Se Google dovesse essere costretta a vendere la sua attività pubblicitaria, questa causa antitrust “potrebbe potenzialmente essere più dannosa per Google” del processo sulla ricerca. Shubha Ghosh, un esperto di antitrust, ha spiegato ad ArsTechnica: “se questa causa va contro Google come l’ultima, potrebbe porre le basi per la scissione in società separate di ricerca e pubblicità “.

Tuttavia, Forbes conclude che non ci saranno rimedi nel caso dell’ad tech nel prossimo futuro. Se Google dovesse perdere anche questa causa, l’azienda ricorrerà in appello contro la decisione del tribunale, il che significa che ci vorranno anni prima che venga presa una decisione definitiva. E Google è sicura di ricorrere in appello perché ha ancora più da perdere di una parte del suo business. Secondo Forbes, gli analisti hanno dichiarato che “Google potrebbe essere oggetto di cause legali da parte degli inserzionisti che chiedono ricompense monetarie per un totale di 100 miliardi di dollari”.

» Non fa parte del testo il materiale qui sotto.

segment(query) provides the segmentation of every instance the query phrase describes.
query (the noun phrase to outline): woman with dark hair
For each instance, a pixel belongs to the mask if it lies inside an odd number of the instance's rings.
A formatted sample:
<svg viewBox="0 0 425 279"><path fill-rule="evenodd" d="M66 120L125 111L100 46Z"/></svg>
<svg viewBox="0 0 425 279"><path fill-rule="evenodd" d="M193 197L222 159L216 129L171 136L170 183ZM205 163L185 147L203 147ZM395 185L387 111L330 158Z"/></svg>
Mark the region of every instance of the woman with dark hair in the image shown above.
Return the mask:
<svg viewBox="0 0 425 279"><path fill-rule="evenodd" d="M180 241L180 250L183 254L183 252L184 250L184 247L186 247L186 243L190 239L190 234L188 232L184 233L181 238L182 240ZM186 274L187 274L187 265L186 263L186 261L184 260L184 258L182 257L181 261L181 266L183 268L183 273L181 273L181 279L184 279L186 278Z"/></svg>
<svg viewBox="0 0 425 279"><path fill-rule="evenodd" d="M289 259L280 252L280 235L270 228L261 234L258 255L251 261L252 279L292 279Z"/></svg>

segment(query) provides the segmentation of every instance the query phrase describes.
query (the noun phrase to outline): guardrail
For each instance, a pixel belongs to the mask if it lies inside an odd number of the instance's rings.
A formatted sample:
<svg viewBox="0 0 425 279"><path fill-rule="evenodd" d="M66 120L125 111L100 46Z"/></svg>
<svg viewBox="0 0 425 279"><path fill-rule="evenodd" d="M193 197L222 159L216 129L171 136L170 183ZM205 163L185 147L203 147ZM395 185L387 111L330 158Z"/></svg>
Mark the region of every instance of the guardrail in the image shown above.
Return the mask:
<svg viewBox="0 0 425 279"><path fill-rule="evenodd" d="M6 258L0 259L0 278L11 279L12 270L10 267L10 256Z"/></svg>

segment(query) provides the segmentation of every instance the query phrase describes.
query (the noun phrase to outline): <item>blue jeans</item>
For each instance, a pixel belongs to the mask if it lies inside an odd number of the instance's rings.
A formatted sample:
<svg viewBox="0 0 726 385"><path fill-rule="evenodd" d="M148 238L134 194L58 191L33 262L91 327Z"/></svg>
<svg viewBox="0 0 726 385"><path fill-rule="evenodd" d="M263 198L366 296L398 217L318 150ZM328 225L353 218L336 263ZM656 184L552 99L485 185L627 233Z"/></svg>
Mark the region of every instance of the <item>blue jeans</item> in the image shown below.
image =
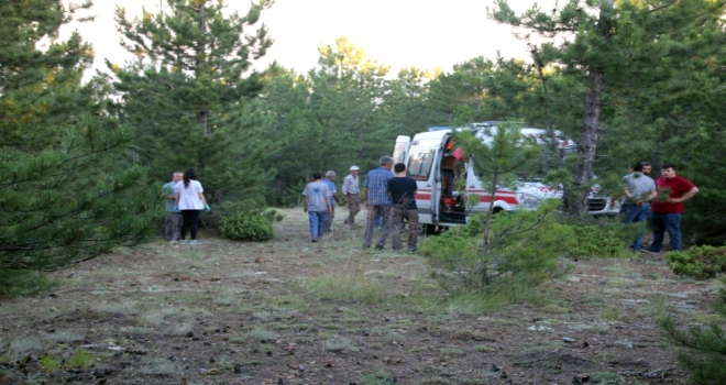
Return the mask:
<svg viewBox="0 0 726 385"><path fill-rule="evenodd" d="M308 211L308 218L310 218L310 237L314 240L321 240L328 223L328 211Z"/></svg>
<svg viewBox="0 0 726 385"><path fill-rule="evenodd" d="M648 219L648 213L650 212L650 204L644 204L642 206L636 206L632 204L623 204L620 208L623 213L623 223L625 224L640 223L640 222L645 223L646 220ZM639 224L637 227L637 231L638 231L638 238L636 238L632 241L632 244L630 245L630 249L632 249L632 251L640 251L640 248L642 246L644 227Z"/></svg>
<svg viewBox="0 0 726 385"><path fill-rule="evenodd" d="M659 253L663 246L663 235L668 230L668 235L671 239L671 251L681 250L681 215L680 213L661 213L652 212L650 216L650 224L653 228L653 243L650 244L650 251Z"/></svg>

Enormi conseguenze per la privacy e la libertà

Se da un lato le conseguenze per Google potrebbero essere devastanti, dall’altro potrebbero essere edificanti per la libertà e la privacy online.

Poiché il web è attualmente di proprietà di Google, ci sono numerosi prodotti “gratuiti” che Google finanzia con le sue entrate pubblicitarie. O, per essere più precisi, Google ha bisogno di questi prodotti gratuiti per tracciare i suoi utenti e poter pubblicare annunci pubblicitari mirati, che a loro volta Google può vendere agli inserzionisti; in questo modo, realizza i suoi enormi profitti grazie agli utenti dei suoi servizi apparentemente gratuiti.

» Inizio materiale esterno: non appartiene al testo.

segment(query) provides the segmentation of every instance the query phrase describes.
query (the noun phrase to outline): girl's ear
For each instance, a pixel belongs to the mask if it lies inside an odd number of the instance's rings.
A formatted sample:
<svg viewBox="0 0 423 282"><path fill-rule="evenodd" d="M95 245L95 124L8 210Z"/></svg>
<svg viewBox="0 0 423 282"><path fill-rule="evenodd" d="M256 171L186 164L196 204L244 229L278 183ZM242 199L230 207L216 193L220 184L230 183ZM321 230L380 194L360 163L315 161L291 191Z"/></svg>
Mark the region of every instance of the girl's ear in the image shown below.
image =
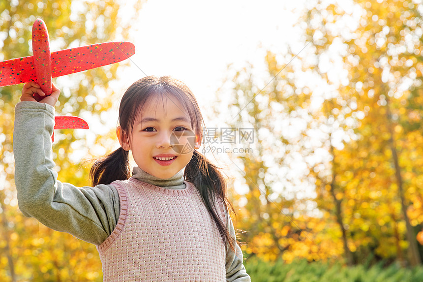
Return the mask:
<svg viewBox="0 0 423 282"><path fill-rule="evenodd" d="M116 128L116 135L118 136L118 139L119 140L119 144L121 144L121 147L123 150L125 151L129 151L131 150L131 146L129 146L129 143L128 143L126 138L122 137L122 127L121 125L119 125L118 126L118 128Z"/></svg>
<svg viewBox="0 0 423 282"><path fill-rule="evenodd" d="M194 144L194 149L198 149L201 146L201 138L198 134L195 135L195 143Z"/></svg>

Le enormi quantità di denaro che Google deve investire nei suoi prodotti “gratuiti” rappresentano anche una sfida per le offerte online alternative e più rispettose della privacy. Questi nuovi strumenti che restituiscono il potere alle persone non possono entrare nel mercato in condizioni di parità, ma devono competere con un gigante dalle risorse illimitate, il che è quasi impossibile. Pertanto, l’ultimo processo antitrust a carico di Google fa sperare che, smantellando Google e la sua invasiva attività di pubblicità mirata, Internet nel suo complesso ne trarrà beneficio, facendo emergere grandi alternative ai prodotti di Google.